January 30, 2013
With the Washington establishment agreeing that what America needs right now is to double down on guest workers and amnesty for illegal aliens, it’s worthwhile to notice how a serious country such as Israel deals with past mistakes in immigration policy.
In America, we try not to learn from the past. For example, in all the talk this year about a new amnesty, how often have you heard mention of one of the 1986 amnesty’s chief unanticipated consequences: the subsequent Hispanic baby bubble?
This drove up the total fertility rate among foreign-born Latinas from 3.2 in 1987 to 4.4 in 1991 before finally subsiding back to the baseline in 2000. (The replacement rate is 2.06.)

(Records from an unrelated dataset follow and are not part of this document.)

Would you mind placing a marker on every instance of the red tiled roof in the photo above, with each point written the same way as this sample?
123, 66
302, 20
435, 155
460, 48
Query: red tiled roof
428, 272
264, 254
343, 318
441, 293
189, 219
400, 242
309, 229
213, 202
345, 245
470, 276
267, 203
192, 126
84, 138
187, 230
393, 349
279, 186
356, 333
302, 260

The demographic bulge proved hugely expensive to California taxpayers. In the later 1990s, this pig-in-the-python cohort started to overcrowd California schools, leading to construction of new ones. Since it takes forever to get anything built in California”the $578,000,000 Robert F. Kennedy facility on Wilshire Boulevard didn’t open until 2010 after a 21-year ordeal”by the time the new schools were finally finished, many of these Amnesty Bubble kids had already dropped out.
The Public Policy Institute of California asked in 2002:
Why did total fertility rates increase so dramatically for Hispanic immigrants?…In California alone, 1.6 million unauthorized immigrants applied for amnesty (legal immigrant status) under this act. The vast majority were young men, and many were agricultural workers who settled permanently in the United States.
Illegal aliens who get amnestied get lonely and send for ladies back home. When they aren’t illegal anymore, it’s time to have babies. The PPIC continues:
Previous research indicates that many of those granted amnesty were joined later by spouses and relatives in the United States….As a result, many young adult Hispanic women came to California during the late 1980s.
In contrast, Israel is not the kind of country to follow up a failed immigration experiment with more of the same.
Between 1984 and 1991, Israel achieved a public-relations coup by importing tens of thousands of Ethiopians who claimed to be Jews. Over the last decade, however, Israel has been taking direct action to limit its black citizens’ fertility.
Originally, Israel had banned immigration by the various sub-Saharan African tribes that claim some kind of hazy Jewish heritage, arguing that they aren’t real Jews. (Recent DNA studies suggest that Ethiopian Jews are only tenuously related to other Jews. These communities probably had a limited number of Jewish ancestors, travelers who married into the much larger local populations.)
In the fevered post-1967 ideological climate, however, Zionism was denounced around the world as racism, as the latest manifestation of white colonialism. The Jewish state hit upon the PR masterstroke of embracing its Ethiopian aspirants.
This didn’t mollify the Arabs, but the symbolism pleased a more important audience: American Jews concerned about Israel appearing racist. Unsurprisingly, this living proof that you could be Israeli and black proved immensely popular with American Jews, who showered Israel’s small community of Ethiopians with $600 million in donations.
Also unsurprisingly, the Ethiopians have proved increasingly less popular with their Israeli neighbors, who have come to view them and their children as backward and crime-prone. Whether that is due to white Israelis’ racism or to the blacks’ shortcomings is a matter of dispute.
What is clear is that Israelis have lost their naïveté about African immigrants.
Israel’s government has allowed most of the remaining Ethiopian Jews to immigrate, but it has not leapt at any of the new opportunities facilitated by DNA testing to declare additional East African tribes eligible. For example, since Robert Mugabe began destroying Zimbabwe’s economy, some of the Lemba people of that unfortunate land have been agitating for the right to move to Israel based on their vaguely Jewish customs and DNA. But Israel has not been forthcoming.
The booming Israeli economy naturally attracts black illegal immigrants. The Israeli government long relied on Egypt’s Mubarak regime to keep blacks from approaching its border, but the Arab Spring sprung a leak in that system.
So Israel has been hustling to finish its border fences to keep out black undocumented workers (or, as Prime Minister Benjamin Netanyahu calls them, “illegal infiltrators”). Contrary to American conventional wisdom, fences seem to work just fine in Israel. The Interior Ministry recently announced that African intruders dropped from 2,295 in January of 2012 to only 54 in October.